NO stimulates guanylyl cyclase leading to cGMP production, resulting in decreased cytosolic calcium and smooth muscle relaxation.
Learning Objectives for Next Sessions
Describe receptor serine kinase pathways.
Describe cytokine receptor and JAK/STAT pathways.
Describe receptor tyrosine kinase signaling pathways.
Explain Ras protein and how the MAP kinase cascade controls cell function.
Common Types of Cell-Surface Receptors and Signal Transduction Pathways
Categories of Receptors:
Receptor-associated kinases
Cytosolic kinases
Protein subunit dissociation pathways
Protein cleavage pathways (irreversible signaling)
Receptor-Associated Kinases
Mechanism:
Receptor dimerization upon ligand binding activates kinase activity.
Direct phosphorylation of transcription factors or signaling proteins.
Connection to GTP-Binding Proteins:
Small GTP-binding proteins (e.g., Ras) are often activated in response to receptor signaling, leading to kinase cascade activation.
Cytosolic Kinases and Their Function
Mechanisms of Activation:
Cytoplasmic domain binds to receptor-associated kinases or can directly trigger downstream signaling cascades.
Termination of Signaling Pathways
Short-Term Regulation:
Inactivation via distinct phosphatases.
Long-Term Regulation:
Endocytosis and lysosomal degradation of activated receptors, modulating responsiveness to extracellular signals.
Important Concepts on Receptor Tyrosine Kinases (RTKs) and Cytokine Receptors
RTKs:
Kinase is intrinsic to receptor; activates downstream pathways through dimerization and autophosphorylation.
Cytokine Receptors:
Activate separate kinases like JAK upon ligand binding, which phosphorylate tyrosine residues to modulate cellular responses.
Protein-Tyrosine Phosphorylation Mechanism
Protein-Tyrosine Kinases (PTKs):
Phosphorylate tyrosine residues, impacting cell functions like growth and differentiation.
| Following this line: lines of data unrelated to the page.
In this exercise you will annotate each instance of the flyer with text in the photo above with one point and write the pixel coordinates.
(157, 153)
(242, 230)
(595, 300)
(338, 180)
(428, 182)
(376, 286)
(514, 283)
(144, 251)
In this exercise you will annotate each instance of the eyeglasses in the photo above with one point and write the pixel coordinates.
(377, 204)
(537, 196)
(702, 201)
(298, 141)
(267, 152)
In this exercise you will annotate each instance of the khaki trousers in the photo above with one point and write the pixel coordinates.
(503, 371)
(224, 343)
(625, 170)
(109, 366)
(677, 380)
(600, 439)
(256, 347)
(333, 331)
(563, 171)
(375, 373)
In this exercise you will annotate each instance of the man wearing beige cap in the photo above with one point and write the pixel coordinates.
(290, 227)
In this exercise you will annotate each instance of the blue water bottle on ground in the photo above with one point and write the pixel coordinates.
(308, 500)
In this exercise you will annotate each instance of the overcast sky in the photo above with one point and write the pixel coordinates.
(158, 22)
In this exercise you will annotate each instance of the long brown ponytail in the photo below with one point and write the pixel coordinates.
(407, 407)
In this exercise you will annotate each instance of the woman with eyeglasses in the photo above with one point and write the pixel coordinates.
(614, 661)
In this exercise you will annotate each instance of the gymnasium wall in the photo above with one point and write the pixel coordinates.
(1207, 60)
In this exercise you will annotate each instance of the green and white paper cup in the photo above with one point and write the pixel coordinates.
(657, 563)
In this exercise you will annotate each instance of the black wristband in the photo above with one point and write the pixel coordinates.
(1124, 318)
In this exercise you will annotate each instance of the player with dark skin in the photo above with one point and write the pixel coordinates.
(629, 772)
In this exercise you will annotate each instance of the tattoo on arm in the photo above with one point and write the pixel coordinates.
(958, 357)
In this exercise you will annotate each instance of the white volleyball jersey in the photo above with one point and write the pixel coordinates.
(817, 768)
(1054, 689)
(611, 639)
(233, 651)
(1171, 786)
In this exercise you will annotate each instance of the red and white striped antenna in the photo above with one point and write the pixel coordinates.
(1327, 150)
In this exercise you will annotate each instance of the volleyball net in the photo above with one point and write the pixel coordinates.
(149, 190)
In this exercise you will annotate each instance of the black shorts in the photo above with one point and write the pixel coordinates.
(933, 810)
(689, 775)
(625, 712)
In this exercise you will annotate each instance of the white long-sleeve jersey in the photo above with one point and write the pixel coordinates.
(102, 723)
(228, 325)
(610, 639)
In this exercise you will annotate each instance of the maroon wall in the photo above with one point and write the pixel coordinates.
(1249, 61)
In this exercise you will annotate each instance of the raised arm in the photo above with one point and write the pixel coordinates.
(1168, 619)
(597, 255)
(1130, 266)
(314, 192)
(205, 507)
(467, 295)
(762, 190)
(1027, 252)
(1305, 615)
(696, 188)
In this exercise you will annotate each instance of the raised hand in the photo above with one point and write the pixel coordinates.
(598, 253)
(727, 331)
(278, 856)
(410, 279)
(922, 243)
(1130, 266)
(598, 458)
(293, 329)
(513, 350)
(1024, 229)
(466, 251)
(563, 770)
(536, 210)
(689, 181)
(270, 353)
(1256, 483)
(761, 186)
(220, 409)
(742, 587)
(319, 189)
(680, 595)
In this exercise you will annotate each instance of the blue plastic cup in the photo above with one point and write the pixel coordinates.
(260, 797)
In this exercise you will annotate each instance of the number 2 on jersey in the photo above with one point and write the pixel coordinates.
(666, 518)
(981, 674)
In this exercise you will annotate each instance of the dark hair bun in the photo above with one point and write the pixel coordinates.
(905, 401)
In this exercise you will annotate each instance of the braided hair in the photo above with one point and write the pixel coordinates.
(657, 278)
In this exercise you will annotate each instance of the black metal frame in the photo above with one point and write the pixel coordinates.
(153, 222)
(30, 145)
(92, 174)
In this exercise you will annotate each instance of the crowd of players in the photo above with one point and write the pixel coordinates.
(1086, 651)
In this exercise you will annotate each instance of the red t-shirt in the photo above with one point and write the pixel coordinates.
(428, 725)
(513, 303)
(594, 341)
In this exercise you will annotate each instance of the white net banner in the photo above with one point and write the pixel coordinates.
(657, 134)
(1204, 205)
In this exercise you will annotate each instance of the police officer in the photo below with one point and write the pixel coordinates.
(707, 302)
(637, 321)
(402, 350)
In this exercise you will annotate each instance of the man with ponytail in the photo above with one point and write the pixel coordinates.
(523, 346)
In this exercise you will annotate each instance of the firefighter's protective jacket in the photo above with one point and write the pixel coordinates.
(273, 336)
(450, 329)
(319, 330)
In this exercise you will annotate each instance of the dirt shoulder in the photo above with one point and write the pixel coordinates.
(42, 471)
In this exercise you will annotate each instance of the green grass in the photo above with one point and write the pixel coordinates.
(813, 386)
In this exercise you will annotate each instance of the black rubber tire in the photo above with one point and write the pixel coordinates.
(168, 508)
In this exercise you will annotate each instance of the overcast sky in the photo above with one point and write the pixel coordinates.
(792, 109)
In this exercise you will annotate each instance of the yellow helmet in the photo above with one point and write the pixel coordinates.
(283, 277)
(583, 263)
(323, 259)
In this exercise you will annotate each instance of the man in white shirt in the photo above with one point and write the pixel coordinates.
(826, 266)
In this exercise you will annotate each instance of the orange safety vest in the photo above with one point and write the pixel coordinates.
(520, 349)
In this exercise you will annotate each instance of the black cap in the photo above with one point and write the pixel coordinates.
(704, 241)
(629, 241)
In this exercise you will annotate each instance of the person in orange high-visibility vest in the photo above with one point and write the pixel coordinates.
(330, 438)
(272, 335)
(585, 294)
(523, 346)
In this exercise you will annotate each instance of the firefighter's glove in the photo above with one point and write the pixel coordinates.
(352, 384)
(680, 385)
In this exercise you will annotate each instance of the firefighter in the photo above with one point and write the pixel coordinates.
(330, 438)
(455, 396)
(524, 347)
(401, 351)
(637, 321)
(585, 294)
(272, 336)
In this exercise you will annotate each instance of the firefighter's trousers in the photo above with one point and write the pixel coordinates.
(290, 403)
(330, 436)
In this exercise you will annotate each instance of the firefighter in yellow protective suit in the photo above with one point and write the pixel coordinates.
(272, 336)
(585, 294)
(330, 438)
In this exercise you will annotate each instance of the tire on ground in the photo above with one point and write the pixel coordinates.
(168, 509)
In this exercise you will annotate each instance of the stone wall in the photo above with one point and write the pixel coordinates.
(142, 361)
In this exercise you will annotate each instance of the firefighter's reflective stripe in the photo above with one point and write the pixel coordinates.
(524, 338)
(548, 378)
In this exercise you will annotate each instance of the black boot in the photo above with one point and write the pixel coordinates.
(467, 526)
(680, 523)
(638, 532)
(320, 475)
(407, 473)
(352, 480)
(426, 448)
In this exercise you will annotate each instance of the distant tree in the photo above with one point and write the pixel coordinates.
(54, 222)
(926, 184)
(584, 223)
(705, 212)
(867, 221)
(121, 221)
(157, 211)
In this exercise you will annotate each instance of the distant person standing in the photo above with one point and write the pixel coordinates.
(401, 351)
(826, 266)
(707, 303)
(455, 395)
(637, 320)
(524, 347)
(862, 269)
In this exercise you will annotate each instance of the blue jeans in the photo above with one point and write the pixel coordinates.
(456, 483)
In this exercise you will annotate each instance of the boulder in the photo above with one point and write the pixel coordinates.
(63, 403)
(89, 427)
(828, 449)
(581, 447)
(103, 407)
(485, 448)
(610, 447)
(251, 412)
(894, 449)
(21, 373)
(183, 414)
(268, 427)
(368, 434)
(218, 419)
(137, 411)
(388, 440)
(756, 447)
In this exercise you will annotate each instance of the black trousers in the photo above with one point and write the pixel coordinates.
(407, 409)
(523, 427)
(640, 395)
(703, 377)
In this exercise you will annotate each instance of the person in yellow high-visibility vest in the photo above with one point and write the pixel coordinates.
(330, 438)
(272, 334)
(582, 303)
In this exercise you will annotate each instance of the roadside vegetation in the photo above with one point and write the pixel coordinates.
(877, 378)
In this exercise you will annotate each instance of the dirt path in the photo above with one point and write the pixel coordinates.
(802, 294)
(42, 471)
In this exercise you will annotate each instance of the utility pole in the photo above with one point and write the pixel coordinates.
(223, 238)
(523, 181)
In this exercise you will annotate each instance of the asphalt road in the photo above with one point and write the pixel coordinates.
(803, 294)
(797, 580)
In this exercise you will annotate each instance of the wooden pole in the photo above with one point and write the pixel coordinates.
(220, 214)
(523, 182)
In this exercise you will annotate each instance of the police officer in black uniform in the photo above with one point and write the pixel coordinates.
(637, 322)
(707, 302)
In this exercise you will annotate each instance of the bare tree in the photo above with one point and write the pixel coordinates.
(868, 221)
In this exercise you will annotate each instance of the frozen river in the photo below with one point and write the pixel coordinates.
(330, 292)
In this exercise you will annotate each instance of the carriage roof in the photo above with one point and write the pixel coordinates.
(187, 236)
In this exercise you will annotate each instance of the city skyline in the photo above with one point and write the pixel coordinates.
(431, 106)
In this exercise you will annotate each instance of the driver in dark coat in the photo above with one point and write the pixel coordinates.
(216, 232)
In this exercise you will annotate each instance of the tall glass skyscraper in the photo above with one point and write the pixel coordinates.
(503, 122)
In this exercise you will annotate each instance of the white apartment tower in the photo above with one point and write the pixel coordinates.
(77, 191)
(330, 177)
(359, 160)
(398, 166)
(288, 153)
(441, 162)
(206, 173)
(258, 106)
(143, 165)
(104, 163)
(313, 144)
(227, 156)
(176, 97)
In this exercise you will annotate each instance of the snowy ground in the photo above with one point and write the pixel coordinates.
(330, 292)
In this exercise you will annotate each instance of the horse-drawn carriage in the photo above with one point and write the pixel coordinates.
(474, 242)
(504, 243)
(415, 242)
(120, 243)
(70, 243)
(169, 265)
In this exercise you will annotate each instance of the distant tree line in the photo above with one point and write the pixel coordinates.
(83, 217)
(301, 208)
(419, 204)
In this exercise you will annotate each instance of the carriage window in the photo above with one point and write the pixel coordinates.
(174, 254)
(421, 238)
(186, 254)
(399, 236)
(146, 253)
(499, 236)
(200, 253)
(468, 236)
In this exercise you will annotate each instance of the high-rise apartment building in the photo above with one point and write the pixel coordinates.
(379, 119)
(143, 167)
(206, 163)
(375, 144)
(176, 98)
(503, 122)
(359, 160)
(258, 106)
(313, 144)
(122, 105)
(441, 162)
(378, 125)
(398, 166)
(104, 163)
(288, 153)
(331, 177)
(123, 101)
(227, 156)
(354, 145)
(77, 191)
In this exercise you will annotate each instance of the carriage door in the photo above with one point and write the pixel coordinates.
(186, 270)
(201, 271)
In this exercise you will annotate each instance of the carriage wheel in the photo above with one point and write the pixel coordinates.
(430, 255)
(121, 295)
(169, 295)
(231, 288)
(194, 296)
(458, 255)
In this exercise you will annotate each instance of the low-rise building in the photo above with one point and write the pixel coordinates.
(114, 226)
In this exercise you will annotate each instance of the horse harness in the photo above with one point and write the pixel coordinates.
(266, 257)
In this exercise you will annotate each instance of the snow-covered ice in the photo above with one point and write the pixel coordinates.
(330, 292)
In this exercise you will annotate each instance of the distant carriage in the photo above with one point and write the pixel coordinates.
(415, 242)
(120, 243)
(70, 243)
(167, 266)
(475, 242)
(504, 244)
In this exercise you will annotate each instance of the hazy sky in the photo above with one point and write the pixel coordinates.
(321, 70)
Activation through dimerization of receptors allows for cross-activation of downstream signaling molecules.
SH2 and PTB Domains:
Protein domains that allow specific binding to phosphorylated tyrosine residues, playing crucial roles in downstream signaling pathways.
Activation and Structure of STAT Proteins
STAT Activation:
JAK kinases activate Signal Transducer and Activator of Transcription (STAT) transcription factors through phosphorylation and dimerization, regulating gene expression in response to growth factors.
Mechanisms for Terminating Cytokine Signal Transduction
Short-Term Regulation:
Phosphotyrosine phosphatases deactivate JAK kinases.
Long-Term Regulation:
SOCS proteins form negative feedback loops, target receptors for degradation, and prevent overstimulation of signaling pathways.